In response to the ongoing dialog in the online community about where online programming “lives” in an institution of higher education, CORAL (Collegiate Online Research Leaders) research collaborative launched a study to investigate and determine a typology of the structures of online education units in U.S-based colleges and universities.  Moreover, the study intends to make sense of the potential trend identified in the CHLOE 3 Report (2019) that indicates more institutions are now identifying with a more centralized online operation; as well as address the gaps in the literature around online organizational structure and its implications on important student lifecycle functional areas (e.g., Student Onboarding, Student Support, Academic Functions, and Administration).

With the understanding that higher education institutions are complex organizations, this study seeks to create a typology of organizational structures of online units that institutions can identify with, and then use to better understand strengths and challenges of the [their] current structure(s) through the findings of the study.  Specifically, Chief Online Officers (COLOs) at institutions across the United States were asked about the precedent conditions and decisions that lead to the current structure of the online unit within the institution in regards to the five areas of organizational design:

1)      Work specialization - the degree to which tasks in an organization are divided into separate jobs.

2)      Chain of command - answers the question of “who reports to whom?” and signifies formal authority relationships.

3)      Span of control - represents how many employees each manager in the organization has responsibility for.

4)      Centralization - refers to where decisions are made in organizations.

5)      Formalization - the degree to which rules and procedures are used (not simply codified) to standardize behaviors and decisions in an organization.

COLOs were then asked to indicate what the implications of the current structure of the online unit within the institution is/was and/or if any changes are planned.  Each quarter interviews are conducted with Chief Online Officers covering one of the four dimensions designed by the CORAL team as important student lifecycle functional areas within an institution:

1)      Student Onboarding – marketing, enrollment, admissions, financial aid, entrance evaluations, and new student matriculation services. 

2)      Student Support Services – student retention services, student engagement, student well-being, and learning support. 

3)      Academic Functions – curriculum, programmatic oversight, instructional design, quality assessment, and faculty professional development and support. 
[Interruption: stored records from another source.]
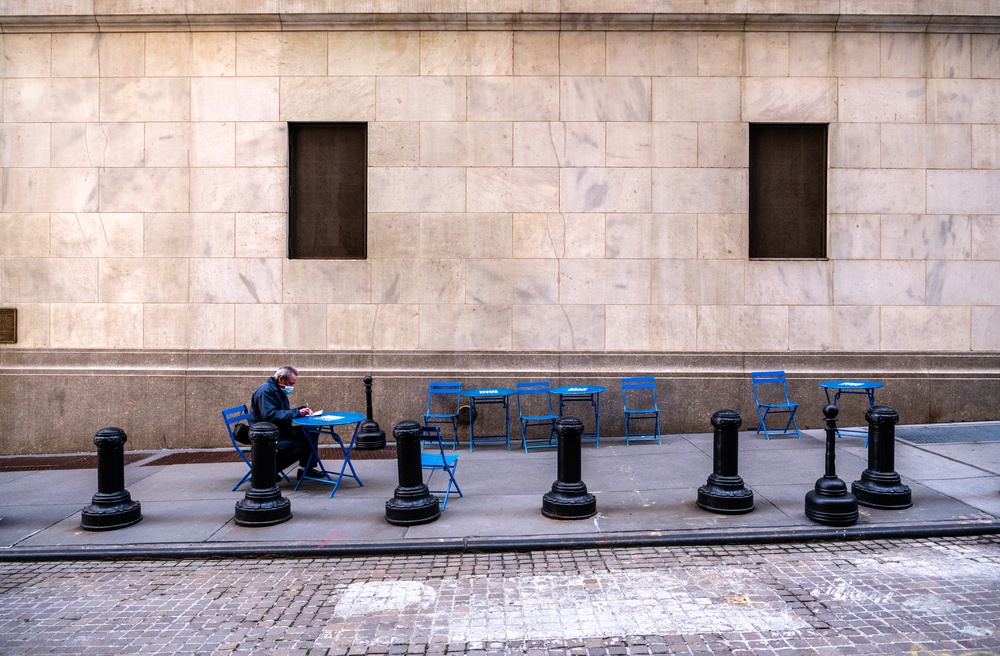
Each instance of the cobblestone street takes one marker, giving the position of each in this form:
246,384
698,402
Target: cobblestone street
922,597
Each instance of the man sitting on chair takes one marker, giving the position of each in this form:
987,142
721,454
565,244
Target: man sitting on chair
270,403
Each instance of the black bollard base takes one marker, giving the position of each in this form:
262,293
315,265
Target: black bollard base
831,504
569,501
110,511
726,495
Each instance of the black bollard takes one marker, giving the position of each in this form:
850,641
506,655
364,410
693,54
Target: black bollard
568,498
880,486
263,504
724,492
370,436
413,503
830,503
112,507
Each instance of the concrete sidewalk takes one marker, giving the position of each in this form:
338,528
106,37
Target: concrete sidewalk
646,494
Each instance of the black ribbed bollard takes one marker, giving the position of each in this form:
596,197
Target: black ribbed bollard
724,492
413,503
112,507
370,436
568,498
263,504
830,503
880,485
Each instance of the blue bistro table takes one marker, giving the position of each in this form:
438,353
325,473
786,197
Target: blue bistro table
839,387
583,394
324,423
483,396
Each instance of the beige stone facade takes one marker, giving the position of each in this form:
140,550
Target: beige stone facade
559,177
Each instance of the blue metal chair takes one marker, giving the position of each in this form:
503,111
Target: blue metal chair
639,404
443,404
533,411
770,394
437,460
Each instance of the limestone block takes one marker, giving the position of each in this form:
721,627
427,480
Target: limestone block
146,190
466,144
404,189
559,235
96,325
710,191
326,281
963,192
144,280
188,326
582,53
418,281
833,328
697,282
51,100
50,190
327,99
603,282
510,189
514,99
963,283
743,328
394,144
464,236
146,99
275,326
867,100
49,280
257,189
281,53
697,99
930,237
24,235
932,328
865,282
466,53
723,236
605,190
421,99
854,236
605,98
508,281
465,327
188,235
374,53
558,327
651,236
652,328
789,282
874,191
790,100
234,99
240,280
559,144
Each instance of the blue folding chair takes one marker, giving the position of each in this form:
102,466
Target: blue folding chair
437,460
534,411
770,394
639,404
443,404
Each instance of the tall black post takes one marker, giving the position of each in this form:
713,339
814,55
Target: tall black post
263,504
370,436
880,486
112,507
568,498
412,503
724,492
830,503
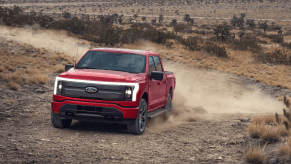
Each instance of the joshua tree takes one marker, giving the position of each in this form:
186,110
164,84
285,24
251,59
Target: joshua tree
222,32
161,18
187,18
241,35
251,23
191,21
264,26
174,22
178,27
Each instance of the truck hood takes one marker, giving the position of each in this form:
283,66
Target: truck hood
102,75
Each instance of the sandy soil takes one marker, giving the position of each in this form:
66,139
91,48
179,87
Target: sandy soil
208,129
210,113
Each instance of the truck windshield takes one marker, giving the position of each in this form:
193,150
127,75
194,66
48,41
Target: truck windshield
132,63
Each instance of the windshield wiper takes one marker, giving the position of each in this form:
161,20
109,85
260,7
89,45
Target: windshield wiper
84,68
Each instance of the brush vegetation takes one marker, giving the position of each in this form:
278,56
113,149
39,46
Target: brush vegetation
23,64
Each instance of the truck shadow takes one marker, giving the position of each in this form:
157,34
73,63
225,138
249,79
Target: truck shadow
98,127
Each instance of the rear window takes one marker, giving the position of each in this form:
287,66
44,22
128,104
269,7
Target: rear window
132,63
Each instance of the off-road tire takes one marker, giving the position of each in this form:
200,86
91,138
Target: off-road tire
57,122
139,124
169,104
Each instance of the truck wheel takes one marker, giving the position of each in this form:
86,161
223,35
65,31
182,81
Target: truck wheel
169,104
57,122
138,126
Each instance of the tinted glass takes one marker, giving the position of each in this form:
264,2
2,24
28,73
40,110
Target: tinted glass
132,63
158,64
151,65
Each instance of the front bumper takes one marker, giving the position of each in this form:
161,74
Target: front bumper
92,110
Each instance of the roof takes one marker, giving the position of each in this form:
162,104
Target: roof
121,50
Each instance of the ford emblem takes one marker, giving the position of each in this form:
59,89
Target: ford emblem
91,89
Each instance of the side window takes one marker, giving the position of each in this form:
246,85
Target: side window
151,65
158,64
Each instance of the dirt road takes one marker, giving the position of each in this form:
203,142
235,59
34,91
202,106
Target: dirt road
211,110
194,134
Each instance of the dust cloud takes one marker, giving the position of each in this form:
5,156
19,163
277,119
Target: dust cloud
52,40
198,94
201,94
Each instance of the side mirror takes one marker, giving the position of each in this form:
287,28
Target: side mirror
68,66
157,75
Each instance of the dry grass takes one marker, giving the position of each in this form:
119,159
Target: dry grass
270,134
59,68
255,154
269,128
286,148
241,63
255,131
264,120
28,64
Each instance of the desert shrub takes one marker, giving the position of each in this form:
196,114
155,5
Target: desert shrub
214,49
181,28
222,32
262,41
255,154
192,43
276,38
248,42
235,21
251,23
207,27
276,57
254,130
286,148
286,45
270,134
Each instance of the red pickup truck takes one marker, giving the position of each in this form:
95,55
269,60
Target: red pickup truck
113,85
4)      Administration – online program manager (if applicable), institutional research, information technology, finance, and facilities. 

This presentation will include an overview of findings from the first round of qualitative interviews specific to the online Academic Functions conducted in the late Fall of 2019.  Attendees will have an opportunity to self-assess their Academic Function according to the organizational structures used in the study, analyze the implications of their current structures, and discuss possible future changes for optimal performance.  

Attendees can expect to:

  1. Evaluate and identify the organizational structure of their online academic affairs function.  

  2. Analyze the implications of the current organizational structure of their online academic affairs function.  

  3. Compare and contrast the benefits and consequences of other organizational structures of online academic affairs function for future strategic planning.  

  4. Reflect on future changes that may optimize online academic functions at their institution.  

CORAL is comprised of educational administrators from a diverse set of higher educational institutions across the United States who were participants in the Online Learning Consortium’s (OLC) 2018 Institute for Emerging Leaders in Online Education (IELOL) program.  CORAL collaborative members are engaged in several research studies. This study was planned with advisement from the lead researchers of the CHLOE reports as well.